Reaktivierung gestoppt
Unterm Strich übersteigen die Kosten allerdings laut Gutachten den Nutzen bei weitem. Der sogenannte Kosten-Nutzen-Indikator liegt bei 0,37. Heißt: Für einen investierten Euro würde die Volkswirtschaft nur einen Nutzen im Wert von 37 Cent erhalten.
Auch weiterhin wird Sundern nur durch zwei Buslinien mit dem Bahnhof Neheim-Hüsten in Arnsberg verbunden sein.
Für den Nahverkehr Westfalen-Lippe (NWL) ist die Reaktivierung der Strecke mit dem neuen Gutachten erstmal vom Tisch. Der NWL ist ein Zusammenschluss der Städte und Gemeinden in der Region.
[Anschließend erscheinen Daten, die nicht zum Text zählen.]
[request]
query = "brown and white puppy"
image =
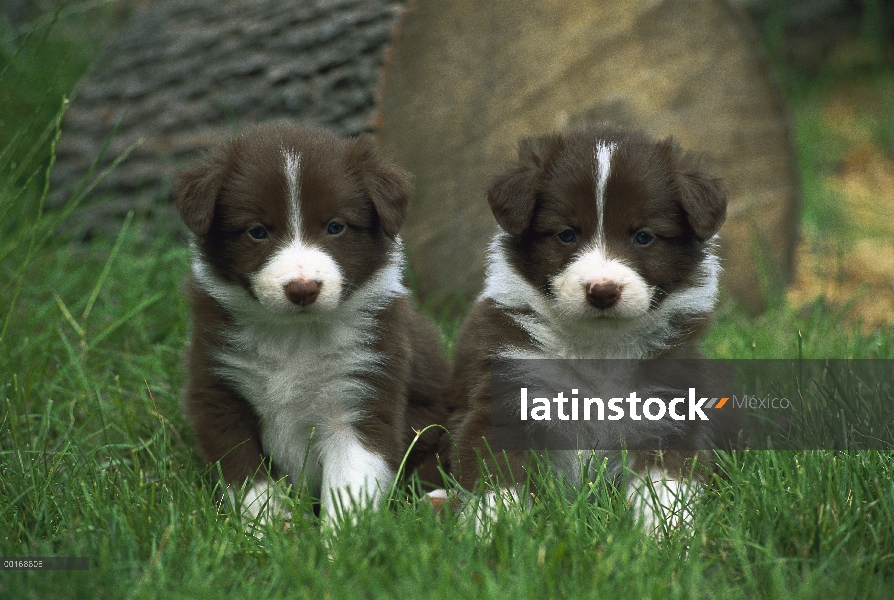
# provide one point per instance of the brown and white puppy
(307, 359)
(606, 251)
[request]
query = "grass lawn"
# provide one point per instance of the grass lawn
(96, 461)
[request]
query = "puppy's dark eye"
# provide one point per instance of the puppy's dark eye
(642, 238)
(258, 233)
(567, 236)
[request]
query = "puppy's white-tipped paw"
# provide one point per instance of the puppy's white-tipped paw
(661, 503)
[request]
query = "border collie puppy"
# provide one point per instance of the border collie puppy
(606, 251)
(307, 359)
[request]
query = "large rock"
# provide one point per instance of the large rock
(469, 79)
(182, 74)
(466, 81)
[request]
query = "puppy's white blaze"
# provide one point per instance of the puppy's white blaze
(297, 262)
(602, 158)
(570, 287)
(659, 501)
(292, 166)
(352, 475)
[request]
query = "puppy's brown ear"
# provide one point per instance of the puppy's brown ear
(704, 199)
(513, 194)
(386, 184)
(196, 190)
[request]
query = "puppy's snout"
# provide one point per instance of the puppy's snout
(603, 294)
(302, 292)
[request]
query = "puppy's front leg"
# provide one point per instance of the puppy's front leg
(352, 475)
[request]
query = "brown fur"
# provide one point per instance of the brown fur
(240, 184)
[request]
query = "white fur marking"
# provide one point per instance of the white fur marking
(353, 477)
(302, 371)
(602, 158)
(293, 177)
(261, 502)
(570, 285)
(560, 333)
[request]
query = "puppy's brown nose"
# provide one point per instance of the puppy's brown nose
(302, 292)
(603, 294)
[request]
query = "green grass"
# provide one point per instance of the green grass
(96, 460)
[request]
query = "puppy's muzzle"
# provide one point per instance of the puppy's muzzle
(603, 294)
(302, 292)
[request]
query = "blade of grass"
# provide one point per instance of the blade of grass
(124, 319)
(107, 267)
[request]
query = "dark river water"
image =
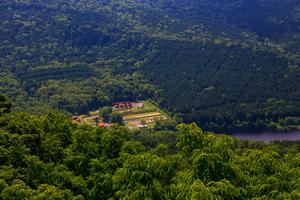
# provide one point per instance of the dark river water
(269, 136)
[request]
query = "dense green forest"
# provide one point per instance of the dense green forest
(227, 65)
(49, 157)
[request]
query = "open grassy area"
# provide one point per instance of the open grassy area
(142, 115)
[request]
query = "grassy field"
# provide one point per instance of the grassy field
(142, 115)
(146, 114)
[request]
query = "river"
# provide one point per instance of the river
(269, 136)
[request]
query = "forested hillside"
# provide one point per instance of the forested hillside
(49, 157)
(227, 65)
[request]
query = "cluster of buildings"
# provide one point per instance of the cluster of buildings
(122, 105)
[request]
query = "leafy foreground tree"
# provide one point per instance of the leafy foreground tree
(49, 157)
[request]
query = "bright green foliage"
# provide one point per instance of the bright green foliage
(5, 105)
(49, 157)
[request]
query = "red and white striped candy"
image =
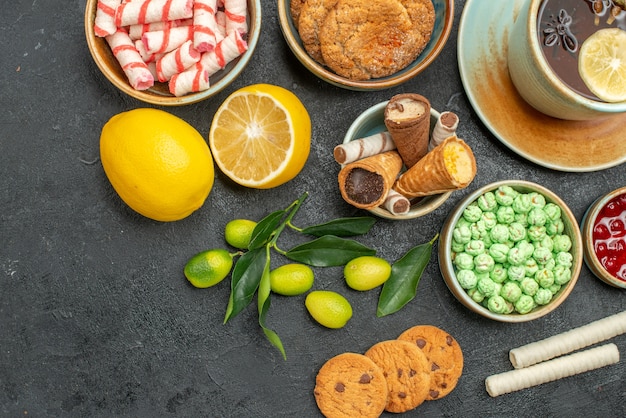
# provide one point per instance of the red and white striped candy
(236, 11)
(137, 72)
(104, 23)
(166, 40)
(148, 11)
(136, 31)
(205, 25)
(189, 81)
(177, 61)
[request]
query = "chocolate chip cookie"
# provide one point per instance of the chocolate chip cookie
(350, 385)
(444, 356)
(406, 370)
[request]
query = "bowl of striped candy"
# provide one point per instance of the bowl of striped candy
(175, 52)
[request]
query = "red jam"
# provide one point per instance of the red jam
(609, 237)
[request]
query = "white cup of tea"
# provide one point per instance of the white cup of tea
(534, 76)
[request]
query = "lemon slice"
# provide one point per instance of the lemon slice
(602, 64)
(260, 136)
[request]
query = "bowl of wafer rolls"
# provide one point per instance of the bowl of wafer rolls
(172, 53)
(366, 45)
(401, 159)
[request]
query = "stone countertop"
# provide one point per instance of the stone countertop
(97, 319)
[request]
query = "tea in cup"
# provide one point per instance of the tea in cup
(543, 55)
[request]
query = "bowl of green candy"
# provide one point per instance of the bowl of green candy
(511, 251)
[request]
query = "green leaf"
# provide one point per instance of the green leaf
(327, 251)
(264, 306)
(264, 229)
(245, 280)
(401, 287)
(342, 227)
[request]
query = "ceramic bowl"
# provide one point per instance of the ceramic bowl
(446, 254)
(159, 93)
(372, 121)
(444, 11)
(588, 225)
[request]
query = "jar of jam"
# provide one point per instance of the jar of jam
(604, 236)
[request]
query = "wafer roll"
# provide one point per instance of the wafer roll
(569, 341)
(397, 204)
(407, 117)
(366, 182)
(551, 370)
(363, 147)
(450, 166)
(444, 127)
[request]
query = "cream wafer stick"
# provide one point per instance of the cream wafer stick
(149, 11)
(396, 204)
(104, 24)
(552, 370)
(137, 72)
(569, 341)
(177, 61)
(363, 147)
(444, 128)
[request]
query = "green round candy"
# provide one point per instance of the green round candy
(462, 234)
(543, 296)
(524, 304)
(529, 286)
(464, 261)
(472, 213)
(545, 278)
(536, 216)
(562, 243)
(511, 291)
(483, 263)
(499, 273)
(497, 304)
(467, 279)
(487, 202)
In ihrem Auftrag bestellt er die Fahrten der Regionalzüge und bezahlt auch teilweise den Ausbau der Bahnstrecken.
Für die Reaktivierung der Röhrtalbahn hätte der NWL aber zusätzliche Fördergelder von Land und Bund gebraucht. Die gibt es aber nur für Projekte, die sich volkswirtschaftlich lohnen. Da das bei der Röhrtalbahn laut Gutachten nicht der Fall ist, könne man die Strecke nicht reaktivieren.
Sparversuch gescheitert
Schon ein anderes Gutachten hatte angedeutet, dass sich die Reaktivierung der Röhrtalbahn nicht lohnt. Seitdem haben die Planer versucht, Kosten zu senken. Allerdings hat auch dieses Sparprogramm nicht gereicht.
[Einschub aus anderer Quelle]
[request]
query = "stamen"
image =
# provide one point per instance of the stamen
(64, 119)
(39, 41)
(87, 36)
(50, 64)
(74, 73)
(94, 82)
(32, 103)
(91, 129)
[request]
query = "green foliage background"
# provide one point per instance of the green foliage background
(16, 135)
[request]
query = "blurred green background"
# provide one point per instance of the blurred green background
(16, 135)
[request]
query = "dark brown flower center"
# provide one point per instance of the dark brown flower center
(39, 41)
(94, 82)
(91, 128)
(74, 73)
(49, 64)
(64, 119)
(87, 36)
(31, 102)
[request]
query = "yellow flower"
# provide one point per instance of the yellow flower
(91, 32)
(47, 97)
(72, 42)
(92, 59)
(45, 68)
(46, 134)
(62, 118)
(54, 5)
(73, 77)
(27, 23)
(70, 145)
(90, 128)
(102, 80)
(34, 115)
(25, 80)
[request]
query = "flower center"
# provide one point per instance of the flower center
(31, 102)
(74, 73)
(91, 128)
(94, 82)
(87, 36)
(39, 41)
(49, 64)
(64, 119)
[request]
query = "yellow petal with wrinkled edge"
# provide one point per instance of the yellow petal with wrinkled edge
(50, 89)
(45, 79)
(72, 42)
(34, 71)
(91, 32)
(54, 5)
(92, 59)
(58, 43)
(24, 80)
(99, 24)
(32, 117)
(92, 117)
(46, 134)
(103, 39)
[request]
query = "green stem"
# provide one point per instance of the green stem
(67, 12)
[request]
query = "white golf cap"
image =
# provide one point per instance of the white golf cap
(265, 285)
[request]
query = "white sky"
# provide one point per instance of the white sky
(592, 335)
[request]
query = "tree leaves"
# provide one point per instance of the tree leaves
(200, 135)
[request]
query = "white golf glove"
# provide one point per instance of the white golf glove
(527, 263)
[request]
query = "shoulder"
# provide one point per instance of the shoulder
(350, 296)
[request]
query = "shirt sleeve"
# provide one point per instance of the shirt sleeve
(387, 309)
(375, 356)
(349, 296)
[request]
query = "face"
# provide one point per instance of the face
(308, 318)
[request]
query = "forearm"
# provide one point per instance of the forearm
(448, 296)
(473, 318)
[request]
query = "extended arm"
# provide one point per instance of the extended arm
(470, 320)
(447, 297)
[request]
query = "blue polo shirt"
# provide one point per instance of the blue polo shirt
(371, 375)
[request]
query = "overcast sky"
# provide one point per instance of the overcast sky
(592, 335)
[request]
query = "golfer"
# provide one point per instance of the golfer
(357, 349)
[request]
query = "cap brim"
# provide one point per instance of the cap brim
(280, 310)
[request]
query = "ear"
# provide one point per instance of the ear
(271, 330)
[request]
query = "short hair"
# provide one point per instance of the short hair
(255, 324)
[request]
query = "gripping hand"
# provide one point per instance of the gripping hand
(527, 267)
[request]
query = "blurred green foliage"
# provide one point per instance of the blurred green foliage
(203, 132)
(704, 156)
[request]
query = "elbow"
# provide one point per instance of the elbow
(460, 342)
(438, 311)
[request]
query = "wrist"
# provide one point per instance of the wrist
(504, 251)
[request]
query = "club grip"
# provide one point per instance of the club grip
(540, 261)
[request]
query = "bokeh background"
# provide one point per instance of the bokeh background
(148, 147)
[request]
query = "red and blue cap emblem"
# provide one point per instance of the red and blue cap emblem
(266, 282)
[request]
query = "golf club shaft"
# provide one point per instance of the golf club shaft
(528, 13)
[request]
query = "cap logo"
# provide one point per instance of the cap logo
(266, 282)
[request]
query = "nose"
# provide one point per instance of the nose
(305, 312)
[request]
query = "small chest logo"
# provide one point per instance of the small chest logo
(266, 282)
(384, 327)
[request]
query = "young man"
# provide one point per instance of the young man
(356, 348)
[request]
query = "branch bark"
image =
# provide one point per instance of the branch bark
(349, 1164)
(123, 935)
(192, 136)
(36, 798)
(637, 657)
Aber: Selbst wenn die Strecke irgendwann abgerissen werden sollte, bleibt das Gelände planungsrechtlich für eine Bahnstrecke reserviert. Man könnte sie also jederzeit wieder reaktivieren.
Busse statt Bahnen
Erstmal ist Sundern weiter durch zwei Buslinien mit dem Bahnhof Neheim-Hüsten in Arnsberg verbunden. Dort ist dann ein Umstieg in die Züge Richtung Ruhrgebiet und Hochsauerland möglich. Eine Buslinie braucht 29, die andere 37 Minuten für die 14 Kilometer lange Strecke.
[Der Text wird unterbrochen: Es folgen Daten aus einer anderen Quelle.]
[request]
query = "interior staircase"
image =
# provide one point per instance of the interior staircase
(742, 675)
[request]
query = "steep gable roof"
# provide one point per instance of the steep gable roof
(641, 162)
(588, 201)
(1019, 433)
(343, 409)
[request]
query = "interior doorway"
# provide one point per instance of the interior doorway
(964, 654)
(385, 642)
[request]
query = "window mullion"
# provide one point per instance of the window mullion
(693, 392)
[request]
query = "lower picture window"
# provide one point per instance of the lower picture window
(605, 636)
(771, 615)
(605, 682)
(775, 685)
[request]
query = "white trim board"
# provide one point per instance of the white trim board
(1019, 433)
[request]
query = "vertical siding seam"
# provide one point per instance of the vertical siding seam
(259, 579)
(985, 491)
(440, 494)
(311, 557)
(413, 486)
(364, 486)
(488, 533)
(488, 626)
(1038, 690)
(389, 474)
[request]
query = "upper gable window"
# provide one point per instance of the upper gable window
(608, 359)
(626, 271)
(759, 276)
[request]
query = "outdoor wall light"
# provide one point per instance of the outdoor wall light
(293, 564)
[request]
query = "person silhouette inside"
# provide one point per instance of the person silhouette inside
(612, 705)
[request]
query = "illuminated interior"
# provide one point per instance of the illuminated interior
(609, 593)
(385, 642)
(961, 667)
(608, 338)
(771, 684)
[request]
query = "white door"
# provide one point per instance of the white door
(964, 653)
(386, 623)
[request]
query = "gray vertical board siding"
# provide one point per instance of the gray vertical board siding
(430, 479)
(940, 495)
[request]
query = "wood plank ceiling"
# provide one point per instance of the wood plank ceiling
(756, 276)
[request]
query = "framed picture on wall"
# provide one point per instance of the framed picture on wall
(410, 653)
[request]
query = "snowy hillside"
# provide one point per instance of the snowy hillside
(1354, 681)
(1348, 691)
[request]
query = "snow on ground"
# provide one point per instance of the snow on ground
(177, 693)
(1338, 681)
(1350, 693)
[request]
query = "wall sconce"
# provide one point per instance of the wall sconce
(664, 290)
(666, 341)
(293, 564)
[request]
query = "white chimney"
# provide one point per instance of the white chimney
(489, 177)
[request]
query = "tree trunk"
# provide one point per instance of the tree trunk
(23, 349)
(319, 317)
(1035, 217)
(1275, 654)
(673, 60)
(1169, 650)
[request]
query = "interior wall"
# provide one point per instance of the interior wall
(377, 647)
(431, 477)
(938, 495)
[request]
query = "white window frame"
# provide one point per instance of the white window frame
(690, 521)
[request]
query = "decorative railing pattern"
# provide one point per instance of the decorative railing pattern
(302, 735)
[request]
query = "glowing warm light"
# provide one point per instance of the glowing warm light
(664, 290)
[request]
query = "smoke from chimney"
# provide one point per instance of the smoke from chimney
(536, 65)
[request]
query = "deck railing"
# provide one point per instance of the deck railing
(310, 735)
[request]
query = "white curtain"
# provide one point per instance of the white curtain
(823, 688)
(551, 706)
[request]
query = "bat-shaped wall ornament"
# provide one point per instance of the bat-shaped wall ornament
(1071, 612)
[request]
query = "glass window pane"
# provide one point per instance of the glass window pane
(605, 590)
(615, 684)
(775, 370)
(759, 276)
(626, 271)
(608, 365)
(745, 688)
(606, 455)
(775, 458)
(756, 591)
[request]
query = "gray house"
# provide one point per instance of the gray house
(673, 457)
Mit dem Zug sollte die Verbindung schneller und komfortabler werden - und damit attraktiver für Pendler und Touristen. Bei den Planungen wurde sogar über Direktzüge ohne Umsteigen von Sundern nach Dortmund nachgedacht. Diese Pläne landen jetzt wohl erstmal in der Schublade.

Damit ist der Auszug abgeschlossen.